Where and how the tall tales of Paul Bunyan and his ax began

Jenny Peek
Wisconsin Public Radio
Tuesday, Nov. 22, 2022, at Paul Bunyan's Cook Shanty in Wisconsin Dells, Wis.

Paul Bunyan stories are plentiful. 

He cleared forests with one swing of his ax. He and his trusty bovine, Babe the Blue Ox, dug the Great Lakes to quench the thirst of his fellow loggers. He created the Mississippi River by simply dragging his ax behind him.

He's a Wisconsin folk hero.

But why? That's what Ryan Urban of Rice Lake wanted to know, so he reached out to Wisconsin Public Radio's WHYsconsin.

"It's hard to travel around northern Wisconsin or Minnesota — Michigan for that matter — without seeing something Paul Bunyan related," Urban said. "I guess I started to ask myself why ... I wanted to know, OK. How did this start? Was Paul Bunyan a real person? Was it based on a real person? And how did the legend form?"

To get some answers, WHYsconsin reached out to Michael Edmonds, a historian who wrote the preeminent book on Paul Bunyan, "Out of the Northwoods."

Here's what he had to say about the flannel-wearing Northwoods folk hero.

"Paul Bunyan was for decades, in the last century, the best-known American folk hero. He was Thor. He was Ulysses. He was America's greatest folk hero," Edmonds said.

Paul Bunyan stories are also complicated. They come from a tradition of fantasizing white expansion and promoting deforestation. In 2019, a Paul Bunyan statue in downtown Bemidji, Minnesota was spray-painted with the word "genocide." For some, Paul Bunyan's presence across the upper Midwest only amplifies the forced relocation of Indigenous people that called this area home.

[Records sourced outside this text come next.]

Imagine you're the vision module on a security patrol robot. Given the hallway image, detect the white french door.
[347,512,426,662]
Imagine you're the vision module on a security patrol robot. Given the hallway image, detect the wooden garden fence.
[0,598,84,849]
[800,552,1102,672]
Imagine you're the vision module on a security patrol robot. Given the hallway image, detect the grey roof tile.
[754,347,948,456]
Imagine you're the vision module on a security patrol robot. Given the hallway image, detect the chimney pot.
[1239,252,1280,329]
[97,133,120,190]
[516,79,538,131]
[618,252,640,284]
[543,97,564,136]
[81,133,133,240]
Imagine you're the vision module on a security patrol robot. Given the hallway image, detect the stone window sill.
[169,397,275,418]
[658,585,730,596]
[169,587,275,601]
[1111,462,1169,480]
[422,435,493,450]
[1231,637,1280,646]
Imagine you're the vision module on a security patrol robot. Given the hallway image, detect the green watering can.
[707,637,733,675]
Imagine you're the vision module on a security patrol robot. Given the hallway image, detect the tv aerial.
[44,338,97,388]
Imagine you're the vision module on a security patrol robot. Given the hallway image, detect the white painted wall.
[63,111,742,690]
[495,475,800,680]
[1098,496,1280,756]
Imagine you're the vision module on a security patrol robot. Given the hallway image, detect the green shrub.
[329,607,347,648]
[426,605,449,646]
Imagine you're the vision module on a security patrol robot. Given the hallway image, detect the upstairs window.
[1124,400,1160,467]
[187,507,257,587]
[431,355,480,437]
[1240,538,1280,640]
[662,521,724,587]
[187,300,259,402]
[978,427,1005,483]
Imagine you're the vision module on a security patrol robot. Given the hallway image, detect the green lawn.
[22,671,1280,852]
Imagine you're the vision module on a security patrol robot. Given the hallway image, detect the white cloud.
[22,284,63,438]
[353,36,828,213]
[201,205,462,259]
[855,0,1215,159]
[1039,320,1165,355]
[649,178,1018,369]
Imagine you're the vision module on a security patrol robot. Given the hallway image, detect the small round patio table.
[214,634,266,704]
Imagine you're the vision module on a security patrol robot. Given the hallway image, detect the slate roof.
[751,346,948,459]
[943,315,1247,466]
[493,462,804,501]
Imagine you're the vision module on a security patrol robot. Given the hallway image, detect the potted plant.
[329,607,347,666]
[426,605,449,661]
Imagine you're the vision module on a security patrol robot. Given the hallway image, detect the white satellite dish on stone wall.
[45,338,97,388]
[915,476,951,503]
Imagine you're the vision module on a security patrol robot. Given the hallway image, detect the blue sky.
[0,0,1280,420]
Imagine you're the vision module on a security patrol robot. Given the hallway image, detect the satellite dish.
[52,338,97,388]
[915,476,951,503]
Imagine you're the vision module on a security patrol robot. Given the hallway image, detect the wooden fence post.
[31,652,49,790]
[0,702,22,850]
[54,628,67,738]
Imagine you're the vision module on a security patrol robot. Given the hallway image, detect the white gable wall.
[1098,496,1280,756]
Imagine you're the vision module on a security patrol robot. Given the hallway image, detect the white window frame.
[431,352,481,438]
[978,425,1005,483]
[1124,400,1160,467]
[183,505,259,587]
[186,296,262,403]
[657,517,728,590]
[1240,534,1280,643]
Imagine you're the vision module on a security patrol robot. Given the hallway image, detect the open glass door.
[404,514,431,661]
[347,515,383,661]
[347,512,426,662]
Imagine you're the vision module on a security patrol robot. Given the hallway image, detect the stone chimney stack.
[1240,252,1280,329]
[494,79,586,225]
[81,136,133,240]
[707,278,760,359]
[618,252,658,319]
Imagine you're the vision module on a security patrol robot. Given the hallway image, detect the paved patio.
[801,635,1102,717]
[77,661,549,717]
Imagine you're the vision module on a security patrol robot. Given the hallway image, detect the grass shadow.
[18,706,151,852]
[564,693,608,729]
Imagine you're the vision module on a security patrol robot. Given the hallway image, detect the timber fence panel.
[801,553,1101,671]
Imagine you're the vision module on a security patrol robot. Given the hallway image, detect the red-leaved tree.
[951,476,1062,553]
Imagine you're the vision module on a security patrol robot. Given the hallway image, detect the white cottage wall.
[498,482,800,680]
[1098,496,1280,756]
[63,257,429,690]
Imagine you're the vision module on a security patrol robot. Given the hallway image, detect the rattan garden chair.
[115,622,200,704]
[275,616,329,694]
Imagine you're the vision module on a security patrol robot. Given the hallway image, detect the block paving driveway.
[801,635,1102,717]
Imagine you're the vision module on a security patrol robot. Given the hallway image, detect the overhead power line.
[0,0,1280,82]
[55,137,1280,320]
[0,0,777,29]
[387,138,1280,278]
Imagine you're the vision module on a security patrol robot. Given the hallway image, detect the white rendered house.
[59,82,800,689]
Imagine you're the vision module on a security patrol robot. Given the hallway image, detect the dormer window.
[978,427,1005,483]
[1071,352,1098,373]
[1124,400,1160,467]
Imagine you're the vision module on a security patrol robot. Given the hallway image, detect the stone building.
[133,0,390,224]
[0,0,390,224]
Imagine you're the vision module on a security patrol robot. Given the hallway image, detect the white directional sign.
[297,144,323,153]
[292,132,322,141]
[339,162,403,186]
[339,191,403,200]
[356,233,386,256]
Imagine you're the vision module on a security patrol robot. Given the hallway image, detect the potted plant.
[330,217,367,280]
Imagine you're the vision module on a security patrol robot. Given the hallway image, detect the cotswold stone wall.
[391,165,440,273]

Records of oral traditions date Paul Bunyan stories back to the 1880s. The first noted reference to the larger-than-life logger comes from a timber camp near Tomahawk during the winter of 1885-86.

There's no good evidence that his character existed or was based on anyone real. Edmonds said Paul Bunyan and Babe the Blue Ox were just part of stories told as a way for loggers to pass the time — and prank the younger workers.

Logging crew posed in front of the buildings of D. Sullivan's logging camp near Antigo, Wis.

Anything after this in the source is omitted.